Eyes, balance organs, and receptors in the skin, muscles, and joints all monitor the body's responses, and they feed that information into sensorimotor circuits.
In most cases, sensory feedback plays an important role in directing the continuity of the various responses it produces.
The only responses that are not usually influenced by sensory feedback are ballistic movements → short, all-or-none, and high-speed movements, for example the movement of swat flies.
Many adjustments in motor output occur in response to sensory feedback that is unconsciously controlled by lower sensorimotor hierarchy levels without higher levels of involvement.

Learn to Change the Nature and Locus of Sensorimotor Controls

During the early stages of motor learning, each individual response is performed under conscious control → after much practice, individual responses become organized into continuously integrated sequential actions that flow smoothly and are adjusted by sensory feedback without conscious regulation, For example: typing skills, swimming, knitting, playing basketball etc.

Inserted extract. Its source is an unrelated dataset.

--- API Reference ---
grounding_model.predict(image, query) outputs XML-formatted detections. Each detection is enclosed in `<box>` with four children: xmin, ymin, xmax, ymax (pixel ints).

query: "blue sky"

Sensorimotor Association Cortex

There are 2 main sensorimotor association cortex regions: the posterior parietal association cortex, and the dorsolateral prefrontal association cortex.
The posterior parietal cortex and the dorsolateral prefrontal cortex each consist of several different regions, each of which has different functions.

Posterior Parietal Association Cortex

Before an effective movement begins, it takes certain information → the nervous system must know the initial position of the parts of the body to be moved, and it must also know the position of the external object with whom the body will interact.
The posterior parietal association cortex → plays an important role in integrating these two kinds of information and in directing attention.
In turn, much of the posterior parietal cortex output goes to the motor cortex areas (located in the frontal cortex) → to the dorsolateral prefrontal association cortex, to various regions of the secondary motor cortex, and to the frontal eye field (a small area of the prefrontal cortex that controls movement Eye-movements).
Damage to the posterior parietal cortex can result in various sensorimotor deficits → deficits in perception and memory of spatial relationships, deficits in reaching and holding accurately, deficits in controlling eye movements and deficits in concentration.
Apraxia (apraxia) → involuntary motion disturbance that can not be attributed to a simple motor deficit or to any deficit in comprehension and motivation → patients have difficulty in performing certain movements when they are asked to do so, especially when the movement is out of context. But they can often do the same moves easily under natural conditions, when they are not thinking about the action.
Despite its bilateral symptoms, apraxia is often caused by unilateral damage → the posterior parietal lobe or on its connectors.
Contralateral neglect → interference with the patient's ability to respond to stimuli on one side of the body opposite (contralateral) with the side of the brain lesion, without any sensory deficit or simple motor deficit.
Patients with contralateral neglect often behave as if the left side of the world is missing, and they often do not know that they have a problem.
Most patients with contralateral neglect have difficulty responding to things on the left → also called egocentric lef t → partially defined by gravitational coordinates.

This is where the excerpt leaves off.